Robotics, convergence and synergies between various technologies, and artificial intelligence were cited as the main drivers of rapidly rising unemployment, directly followed by the problematic issue of the failure of further training and education to keep pace with the speed of technological change. At the same time, the key technological developments were identified as 3D printing in all fields of production, networked production (“Industry 4.0”), digitization and networking, and the technological enhancement of the human-machine interface through to brain-to-brain interfaces and self-replicating robotics

There are concerns that increasing instability due to the withdrawal of social safety nets and uncertainty over employment due to automation would develop a survivalist atmosphere of anxiety that would provoke nationalist tendencies. Moreover, there would be widening inequality, which could have especially critical implications for the youth population. Poverty and inequality would widen under the current socioeconomic structure, and the changing landscape in employment due to automation will only worsen this inequality. Also, governments and other organizations would have to cope with a fast-changing world both in structure and decision-making processes due to the ever-accelerating rate of technological development and innovation. Against this backdrop of a volatile and globally networked world economy in interplay with accelerated technological development, we have te fundamentally change our concept and definition of the economy so that these include all kinds of value-added performance;  a totally new orientation for society and an economy based on individual self-fulfillment, the common good and self-actualization: a re-localized and highly networked closed loop economy, a switch to self-sufficiency, a move away from consumerism. An economy to which social systems will have to change and adapt, and where the principle of wage labor might well become completely obsolete.

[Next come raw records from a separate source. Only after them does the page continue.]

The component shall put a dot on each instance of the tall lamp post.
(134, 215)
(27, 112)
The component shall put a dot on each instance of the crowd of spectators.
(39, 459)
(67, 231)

Will technology kill jobs and aggravate inequality, or bring in more significant work and healthier societies? Now the age of smart machines is upon us, and the application of artificial intelligence to work—especially the repetitive tasks almost all workers do to a greater or lesser extent—will put more pressure on traditional job functions. The essence of this paradigm shift is the transformation of all business processes within an organization–whether related to breakthrough innovation, everyday customer service, or personal productivity habits. As humans and smart machines collaborate ever more closely, work processes become more fluid and adaptive, enabling companies to change them on the fly–or to completely reimagine them.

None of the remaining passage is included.